What if the app about self-awareness were to edge further into that maelstrom of relationships? That’s what The Pattern is now testing out, with a beta function called Connect, rolling out in California this week, with more regions to follow. “Users have been asking for it from day one, but I was very hesitant to do it because I didn’t want us to be pigeon-holed as a dating app,” says Donovan. “The way astrology is divisive, so is dating, and this, to me, is an app for everybody.”

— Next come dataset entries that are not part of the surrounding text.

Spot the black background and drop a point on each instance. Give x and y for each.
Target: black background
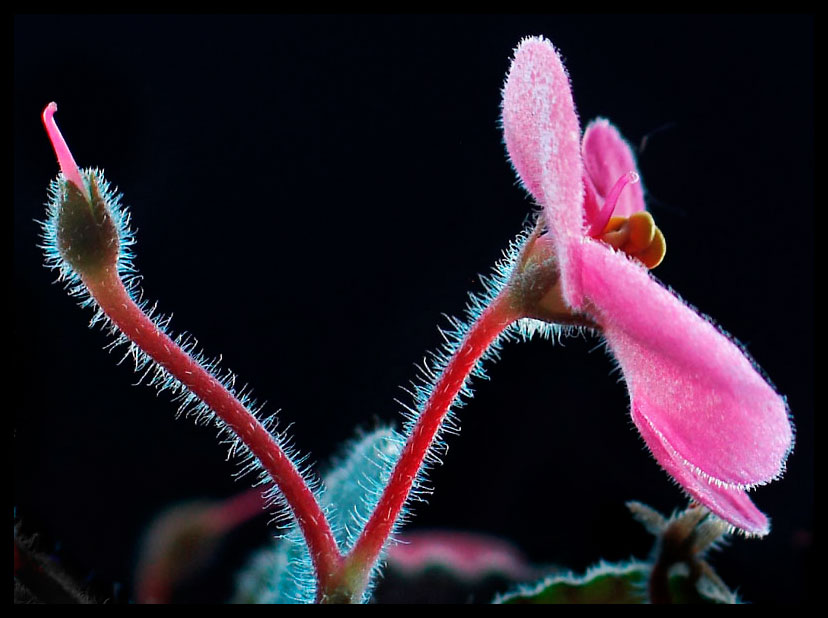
(312, 192)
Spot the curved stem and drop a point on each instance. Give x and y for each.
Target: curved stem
(111, 295)
(491, 323)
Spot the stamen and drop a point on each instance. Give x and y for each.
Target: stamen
(65, 159)
(637, 236)
(611, 200)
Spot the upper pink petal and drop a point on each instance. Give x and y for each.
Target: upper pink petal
(607, 157)
(695, 388)
(543, 139)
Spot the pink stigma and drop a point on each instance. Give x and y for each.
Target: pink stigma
(65, 159)
(603, 217)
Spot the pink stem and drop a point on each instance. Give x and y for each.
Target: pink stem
(65, 159)
(109, 292)
(491, 323)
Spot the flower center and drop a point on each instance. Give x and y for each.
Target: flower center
(636, 235)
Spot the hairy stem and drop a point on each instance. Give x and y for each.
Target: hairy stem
(485, 330)
(111, 295)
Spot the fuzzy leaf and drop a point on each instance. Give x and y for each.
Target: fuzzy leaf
(624, 583)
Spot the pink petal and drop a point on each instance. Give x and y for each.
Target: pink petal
(732, 505)
(699, 393)
(607, 157)
(543, 137)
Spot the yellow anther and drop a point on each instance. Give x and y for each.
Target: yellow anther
(652, 255)
(637, 236)
(642, 232)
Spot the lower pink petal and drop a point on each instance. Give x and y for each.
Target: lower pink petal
(732, 505)
(693, 386)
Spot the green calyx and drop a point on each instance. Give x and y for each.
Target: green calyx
(87, 236)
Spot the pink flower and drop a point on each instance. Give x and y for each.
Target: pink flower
(700, 403)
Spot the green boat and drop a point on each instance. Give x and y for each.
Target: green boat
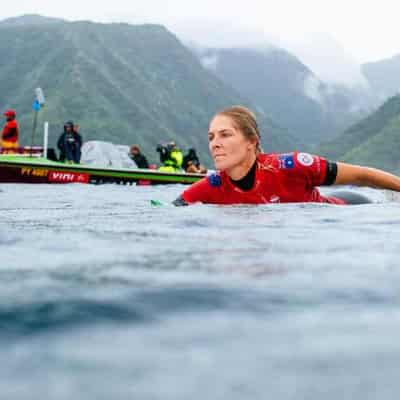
(31, 168)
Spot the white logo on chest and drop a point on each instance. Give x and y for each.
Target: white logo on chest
(305, 159)
(274, 199)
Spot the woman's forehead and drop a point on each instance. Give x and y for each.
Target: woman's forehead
(221, 122)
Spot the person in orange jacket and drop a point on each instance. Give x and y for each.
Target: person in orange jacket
(9, 136)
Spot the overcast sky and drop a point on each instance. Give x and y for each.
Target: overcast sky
(358, 31)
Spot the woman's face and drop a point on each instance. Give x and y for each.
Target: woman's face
(228, 146)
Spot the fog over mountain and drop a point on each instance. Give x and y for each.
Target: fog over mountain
(320, 52)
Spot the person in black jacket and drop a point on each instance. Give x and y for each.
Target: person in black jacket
(138, 157)
(191, 163)
(69, 144)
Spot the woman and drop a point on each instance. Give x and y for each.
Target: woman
(247, 176)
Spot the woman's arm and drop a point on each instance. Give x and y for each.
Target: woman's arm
(348, 174)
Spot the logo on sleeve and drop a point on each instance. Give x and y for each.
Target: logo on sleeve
(286, 161)
(214, 180)
(305, 159)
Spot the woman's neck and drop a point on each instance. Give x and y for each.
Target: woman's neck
(240, 171)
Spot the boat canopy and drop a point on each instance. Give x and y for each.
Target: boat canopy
(106, 154)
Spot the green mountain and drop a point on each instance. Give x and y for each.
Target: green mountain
(383, 76)
(374, 141)
(288, 91)
(122, 83)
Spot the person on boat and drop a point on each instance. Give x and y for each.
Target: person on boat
(136, 155)
(191, 163)
(171, 157)
(246, 175)
(10, 133)
(69, 144)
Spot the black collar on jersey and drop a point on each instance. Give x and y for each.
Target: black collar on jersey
(247, 182)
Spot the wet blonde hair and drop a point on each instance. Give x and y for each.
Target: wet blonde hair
(244, 120)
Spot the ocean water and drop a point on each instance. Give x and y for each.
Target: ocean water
(103, 296)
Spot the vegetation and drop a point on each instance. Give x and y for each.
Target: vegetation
(122, 83)
(374, 141)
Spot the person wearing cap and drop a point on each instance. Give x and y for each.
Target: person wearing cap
(136, 155)
(171, 157)
(69, 144)
(10, 133)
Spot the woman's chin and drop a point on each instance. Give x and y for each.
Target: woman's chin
(220, 165)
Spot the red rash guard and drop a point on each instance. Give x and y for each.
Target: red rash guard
(279, 178)
(10, 131)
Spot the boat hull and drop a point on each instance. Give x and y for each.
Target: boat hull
(35, 170)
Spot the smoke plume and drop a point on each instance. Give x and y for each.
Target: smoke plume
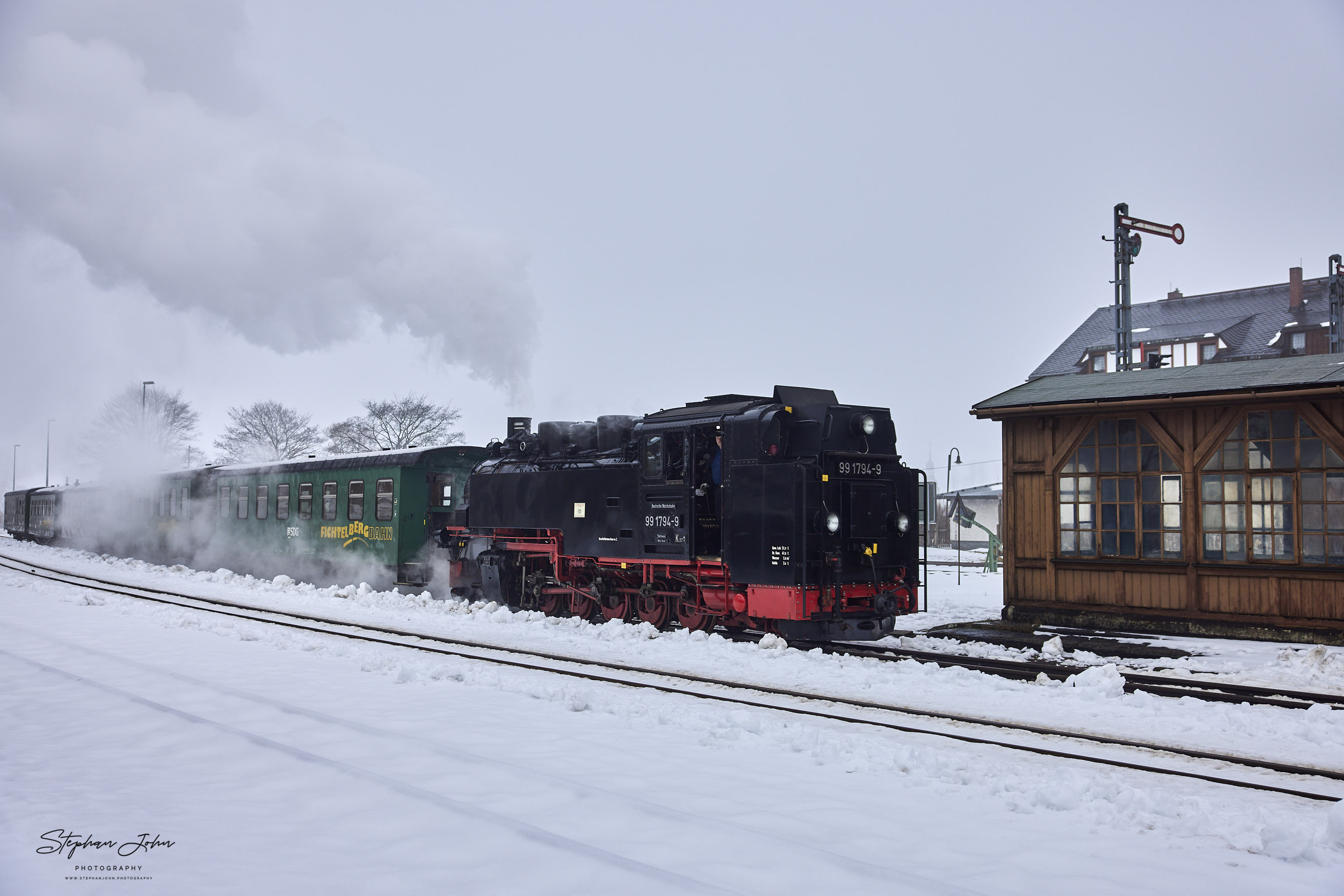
(297, 238)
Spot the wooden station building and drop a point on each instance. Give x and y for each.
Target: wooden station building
(1205, 499)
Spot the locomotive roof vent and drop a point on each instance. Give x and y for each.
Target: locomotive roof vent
(554, 436)
(582, 436)
(613, 432)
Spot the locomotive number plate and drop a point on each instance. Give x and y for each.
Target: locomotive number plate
(858, 468)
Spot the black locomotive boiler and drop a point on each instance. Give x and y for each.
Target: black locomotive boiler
(791, 514)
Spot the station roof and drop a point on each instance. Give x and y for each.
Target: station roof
(1248, 322)
(1273, 375)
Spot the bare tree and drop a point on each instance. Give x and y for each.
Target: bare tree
(142, 430)
(404, 422)
(267, 432)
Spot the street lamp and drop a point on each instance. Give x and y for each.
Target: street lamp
(50, 421)
(953, 515)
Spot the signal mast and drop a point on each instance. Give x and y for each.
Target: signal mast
(1127, 250)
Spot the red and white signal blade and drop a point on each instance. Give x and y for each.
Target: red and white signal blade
(1175, 232)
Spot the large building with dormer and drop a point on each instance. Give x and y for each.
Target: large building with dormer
(1250, 324)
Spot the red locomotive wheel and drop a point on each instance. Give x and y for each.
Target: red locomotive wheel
(582, 606)
(694, 617)
(624, 609)
(656, 612)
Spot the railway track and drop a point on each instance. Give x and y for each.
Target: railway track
(581, 668)
(1160, 686)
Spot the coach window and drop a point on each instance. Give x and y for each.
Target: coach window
(355, 500)
(652, 457)
(328, 500)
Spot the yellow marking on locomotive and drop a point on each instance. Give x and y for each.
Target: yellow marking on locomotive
(357, 531)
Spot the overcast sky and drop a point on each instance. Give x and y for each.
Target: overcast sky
(562, 210)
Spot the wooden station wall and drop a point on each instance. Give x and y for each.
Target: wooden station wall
(1262, 594)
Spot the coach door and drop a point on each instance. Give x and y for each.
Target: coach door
(664, 495)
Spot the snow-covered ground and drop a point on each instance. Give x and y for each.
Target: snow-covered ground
(292, 762)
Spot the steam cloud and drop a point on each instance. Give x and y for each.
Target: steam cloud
(297, 240)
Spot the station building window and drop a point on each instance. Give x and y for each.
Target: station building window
(1120, 496)
(383, 502)
(355, 500)
(1273, 492)
(328, 500)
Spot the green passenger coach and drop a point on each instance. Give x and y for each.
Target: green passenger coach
(377, 508)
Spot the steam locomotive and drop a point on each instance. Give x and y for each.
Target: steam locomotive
(791, 514)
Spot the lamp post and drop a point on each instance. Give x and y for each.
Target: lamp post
(952, 518)
(50, 421)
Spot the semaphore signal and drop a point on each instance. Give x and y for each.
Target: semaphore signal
(1127, 250)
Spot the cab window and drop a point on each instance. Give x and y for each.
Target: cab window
(675, 456)
(652, 457)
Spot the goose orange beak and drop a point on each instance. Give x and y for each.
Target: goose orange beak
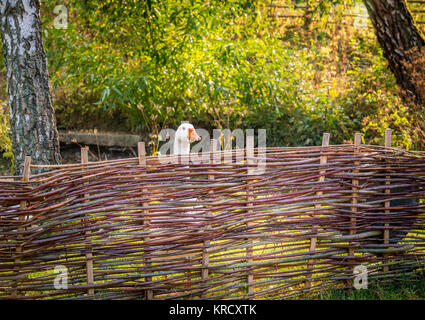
(193, 136)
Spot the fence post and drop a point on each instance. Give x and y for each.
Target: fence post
(141, 152)
(22, 206)
(313, 240)
(89, 253)
(249, 198)
(205, 254)
(388, 144)
(355, 196)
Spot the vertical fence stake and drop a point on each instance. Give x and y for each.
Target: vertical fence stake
(205, 254)
(355, 196)
(313, 240)
(388, 144)
(141, 152)
(22, 206)
(249, 198)
(89, 253)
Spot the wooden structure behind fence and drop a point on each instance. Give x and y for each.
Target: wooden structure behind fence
(144, 228)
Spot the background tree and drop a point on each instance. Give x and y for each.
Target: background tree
(32, 117)
(402, 42)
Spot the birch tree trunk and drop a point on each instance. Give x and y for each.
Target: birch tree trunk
(401, 42)
(33, 123)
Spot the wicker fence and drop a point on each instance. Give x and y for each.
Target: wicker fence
(140, 228)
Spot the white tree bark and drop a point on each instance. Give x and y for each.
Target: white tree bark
(33, 123)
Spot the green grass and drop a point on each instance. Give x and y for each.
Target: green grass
(410, 289)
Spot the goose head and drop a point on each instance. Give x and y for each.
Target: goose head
(184, 136)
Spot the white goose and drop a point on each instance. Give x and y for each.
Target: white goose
(185, 135)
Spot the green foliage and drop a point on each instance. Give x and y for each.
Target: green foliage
(5, 141)
(140, 66)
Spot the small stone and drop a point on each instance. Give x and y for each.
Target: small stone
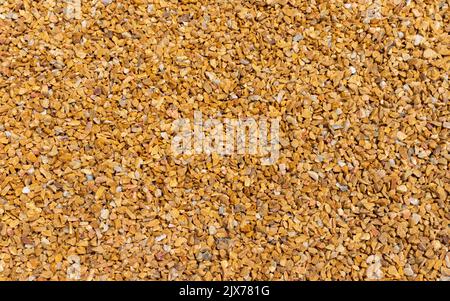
(418, 39)
(104, 213)
(415, 218)
(212, 230)
(401, 135)
(429, 54)
(314, 175)
(402, 188)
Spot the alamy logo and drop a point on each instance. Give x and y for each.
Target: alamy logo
(243, 136)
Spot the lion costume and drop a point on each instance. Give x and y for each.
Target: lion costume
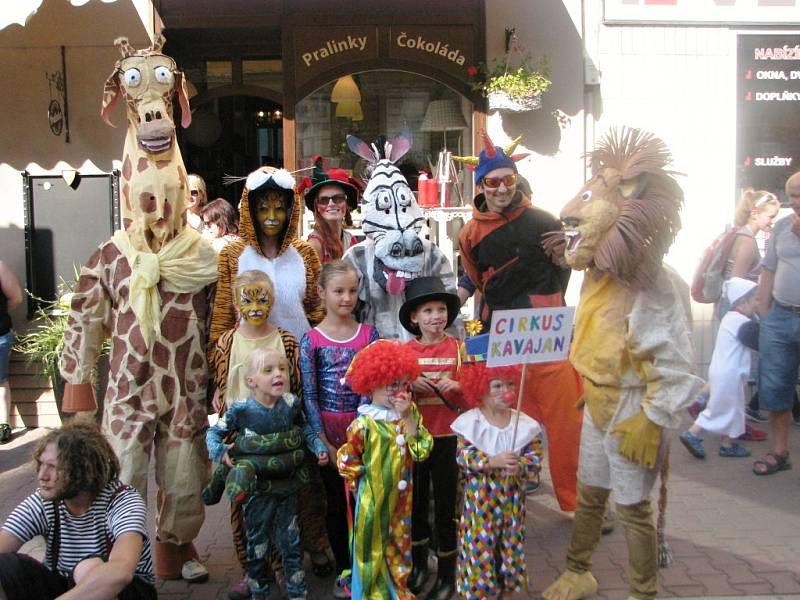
(632, 348)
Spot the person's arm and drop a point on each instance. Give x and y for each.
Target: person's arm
(766, 282)
(88, 326)
(110, 578)
(216, 435)
(743, 255)
(349, 457)
(9, 543)
(308, 365)
(10, 286)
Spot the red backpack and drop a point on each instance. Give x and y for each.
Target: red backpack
(709, 275)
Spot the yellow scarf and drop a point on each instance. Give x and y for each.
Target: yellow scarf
(185, 264)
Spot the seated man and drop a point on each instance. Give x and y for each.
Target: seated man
(94, 526)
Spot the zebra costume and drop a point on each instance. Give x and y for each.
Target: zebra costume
(393, 252)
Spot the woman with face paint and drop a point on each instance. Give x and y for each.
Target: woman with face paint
(268, 224)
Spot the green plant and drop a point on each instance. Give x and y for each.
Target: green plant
(525, 80)
(43, 344)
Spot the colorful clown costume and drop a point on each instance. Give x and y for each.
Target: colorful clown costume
(376, 461)
(491, 556)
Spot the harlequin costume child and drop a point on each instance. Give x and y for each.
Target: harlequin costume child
(439, 405)
(491, 557)
(376, 461)
(147, 289)
(268, 489)
(503, 255)
(632, 346)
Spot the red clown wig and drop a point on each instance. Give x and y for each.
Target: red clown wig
(379, 364)
(475, 378)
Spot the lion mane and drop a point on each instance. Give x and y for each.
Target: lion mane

Connect builds upon monetized add-ons that arrived last fall. (The company takes pains to note that “we are not in the business of selling our users’ personal data.”) In addition to the across-the-board offerings—everyone has access to Your Pattern, Your Timing, and World Timing, for a sense of bigger-picture shifts that refreshingly have nothing to do with a pandemic—there are subsequent ways to engage. A Go Deeper subscription ($15 quarterly) allows a user to explore people’s patterns and to run unlimited bonds, beyond the three-per-day limit. Those cross-referenced connections, which fall into one of six qualitative designations—Soulmate, Extraordinary, Powerful, Meaningful, Complex, Delicate, or Challenging—are a point of differentiation from the swipe-centric apps. You can think of a certain bond as a premonition, if you’re the type to lean hard into the algorithm. Or consider it a breezy weather report ahead of a walk outside. Maybe it’s just a side door into a conversation, bypassing the formal living-room introductions and heading straight for the confessional-style kitchen banter.